This repository contains various projects that explore classical Natural Language Processing (NLP) methods. Each project demonstrates different aspects of traditional NLP techniques and their applications. The projects included are Naive Bayes Sentiment Analysis, Logistic Regression Sentiment Analysis, Structured Perceptron for POS Tagging, and Distributional Semantics and Word Embeddings.

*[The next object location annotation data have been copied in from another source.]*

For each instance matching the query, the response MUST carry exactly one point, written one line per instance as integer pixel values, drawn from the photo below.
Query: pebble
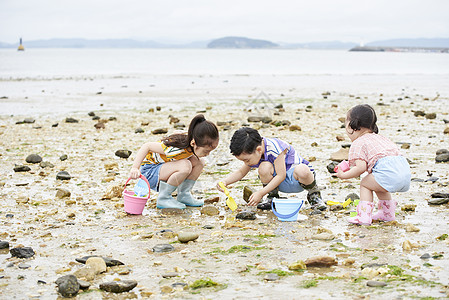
(330, 167)
(24, 252)
(63, 175)
(408, 207)
(85, 273)
(373, 283)
(24, 266)
(185, 237)
(118, 286)
(299, 265)
(162, 248)
(96, 263)
(438, 201)
(209, 210)
(109, 261)
(411, 228)
(123, 153)
(62, 193)
(21, 168)
(160, 131)
(170, 275)
(444, 157)
(324, 236)
(68, 285)
(84, 285)
(46, 164)
(33, 159)
(246, 215)
(71, 120)
(4, 245)
(440, 195)
(425, 256)
(321, 261)
(432, 179)
(271, 277)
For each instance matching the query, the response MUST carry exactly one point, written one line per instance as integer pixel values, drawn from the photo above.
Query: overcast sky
(198, 20)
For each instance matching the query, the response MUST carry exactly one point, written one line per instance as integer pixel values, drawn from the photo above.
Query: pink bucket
(133, 204)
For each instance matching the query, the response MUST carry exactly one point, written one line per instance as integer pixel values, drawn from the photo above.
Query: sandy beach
(64, 220)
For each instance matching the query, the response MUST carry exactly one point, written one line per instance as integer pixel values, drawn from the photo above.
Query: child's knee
(265, 169)
(302, 171)
(185, 166)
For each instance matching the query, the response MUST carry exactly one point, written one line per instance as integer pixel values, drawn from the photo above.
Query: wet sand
(238, 255)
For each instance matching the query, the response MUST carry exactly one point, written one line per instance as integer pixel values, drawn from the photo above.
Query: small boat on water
(21, 48)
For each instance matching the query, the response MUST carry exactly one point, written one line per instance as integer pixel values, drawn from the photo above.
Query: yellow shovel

Description: This project implements a Naive Bayes classifier for sentiment analysis on movie reviews. The goal is to classify movie reviews as either positive or negative based on their content.
Features:
- Data preparation and tokenization
- Naive Bayes classifier implementation
- Model training and evaluation
Description: This project implements a logistic regression classifier for sentiment analysis on movie reviews. The aim is to classify movie reviews as either positive or negative by leveraging various features and optimizing the classifier's performance through hyperparameter tuning.
Features:
- Data preparation and feature extraction
- Logistic regression classifier implementation
- Model training, evaluation, and hyperparameter tuning
Description: This project implements a structured perceptron to perform part-of-speech (POS) tagging. The goal is to accurately tag words in sentences with their corresponding parts of speech using a structured learning approach.
Features:
- Data preparation and dictionary creation
- Structured perceptron implementation with Viterbi algorithm
- Model training and evaluation
Description: This project explores the creation and application of distributional semantic word vectors. The goal is to develop semantic representations of words from a corpus and utilize these representations in various computational lexical semantic tasks, such as synonym detection and analogy resolution.
Features:
- Co-occurrence matrix computation and PPMI transformation
- Dimensionality reduction using SVD
- Similarity computation and synonym detection
- Solving SAT analogy questions using word vectors